Ahu sinirle gülerken kafasını iki yana sallayıp;
-Ben hep yalnızdım, sen benim yanımda olma. Uzak dur benden lütfen. Ayrıca o çocuk haklarını falan dinlemiyorlar. Bu ülkede günde kaç çocuk zorla evlendiriliyor, tacize uğruyor biliyor musun sen? Kaç kadın kocasının eziyetlerine dayanamadığı için canına kıyıyor. Meşrulaştırılmaya çalışılan, göz yumulan neler var biliyor musun? Sen eğer öğrenirsen benim hakkımı savunuyorsun, bana kendi hakkımı savunma fırsatı vermedikleri için sen savunuyorsun. Bir de bunun öğrenilmeyen, gizli gizli yapılanları var. Göz yumulanları, bir kereden bir şey olmaz denilenleri... Keşke kolay olsa Burak... Sen bana "Ben senin yanındayım" deyince hiçbir şey düzelmiyor. Aksine ben senin hayatını da mahvediyorum. Ben kendi kendime mücadele etmeye alıştım en fazla namus cinayeti deyip üçüncü sayfalara haber olurum. Kurtarabilirsem kardeşimi kurtarırım işte o da benim için kârdır dedi.
Burak başını hızla iki yana sallayıp;
-O zaman bu yapılana göz yummak yerine dur demeye çalışırız. Sen ne dersen de seni yalnız bırakmayacağım ben Ahu, senin üzülmeni istemiyorum. Bak ben sadece sana destek olmak istiyorum, izin ver yardımcı olayım sana yardım edeyim dedi.
Ahu ne kadar belli etmek istemese de Burak’ın onu böyle sahiplenip korumaya çalışması hoşuna gitmişti. İlk defa böyle hissediyordu, böyle korunmak, yalnız olmadığını hissettirmek ona uzak hislerdi.

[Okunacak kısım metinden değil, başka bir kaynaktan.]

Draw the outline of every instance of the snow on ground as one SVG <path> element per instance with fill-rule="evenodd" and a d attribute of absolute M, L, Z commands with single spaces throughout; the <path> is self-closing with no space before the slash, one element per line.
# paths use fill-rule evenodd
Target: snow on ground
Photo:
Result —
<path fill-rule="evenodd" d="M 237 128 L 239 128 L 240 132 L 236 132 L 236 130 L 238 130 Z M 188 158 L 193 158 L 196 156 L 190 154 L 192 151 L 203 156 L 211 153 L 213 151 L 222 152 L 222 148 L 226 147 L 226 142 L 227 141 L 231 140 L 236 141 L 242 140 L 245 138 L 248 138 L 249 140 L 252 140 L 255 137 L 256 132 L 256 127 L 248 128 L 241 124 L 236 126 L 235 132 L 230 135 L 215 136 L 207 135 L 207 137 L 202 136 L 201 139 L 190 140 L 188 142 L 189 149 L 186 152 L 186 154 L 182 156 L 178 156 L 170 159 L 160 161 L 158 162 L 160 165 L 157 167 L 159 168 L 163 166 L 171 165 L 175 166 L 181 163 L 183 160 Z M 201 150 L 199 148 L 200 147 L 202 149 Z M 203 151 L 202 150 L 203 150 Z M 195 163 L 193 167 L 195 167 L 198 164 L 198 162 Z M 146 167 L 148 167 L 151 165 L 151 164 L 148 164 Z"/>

Ahu onun söylediklerine başını eğerek cevap verdi. Hem onu kırmak istemiyor hem de abisinin ona da zarar vermesinden korkuyordu. Bu çok kötü bir histi, bu ikilem onu çok zorluyordu. Kalbi yanında kalmasını isterken aklı onu kendinden uzak tut diyordu. Ne kadar istemese de kalbini dinleyecekti, çünkü ona söz geçiremiyordu. Burak’ı ilk gördüğü günden beri ilginç bir şekilde ona doğru çekiliyordu.
Siparişlerinin gelmesiyle hiçbir şey söylemeden sessizce yemeklerini yediler ve süre daha oturduktan sonra oradan kalkıp yeniden yürümeye başladılar. Taksim meydana geldiklerinde Burak ona dönüp;
-Seni bir arkadaşıma götüreceğim, onunla kalabilirsin dedi.
Ahu hemen itiraz ederek;
-Gerek yok ben kalacak yer bulurum dedi.
-Hâlâ inat ediyorsun ya pes vallahi pes! Boşuna karşı çıkma Ahu, kalacak bir yerin yok. Zaten bulduğun yer neresiydi gördün.
Burak’ın kızgın ses tonuyla söylediklerinden sonra Ahu daha fazla direnemeyip;
-Tamam gidelim dedi.
Genç adam onun bu kadar çabuk kabul etmesine bir an şaşırsa da sonrasında gülerek;
-Heh şöyle yahu diye karşılık verdi.
Ahu, Burak’ın gülen yüzüne tebessümle bakarken onları izleyen bir çift gözün farkında değillerdi.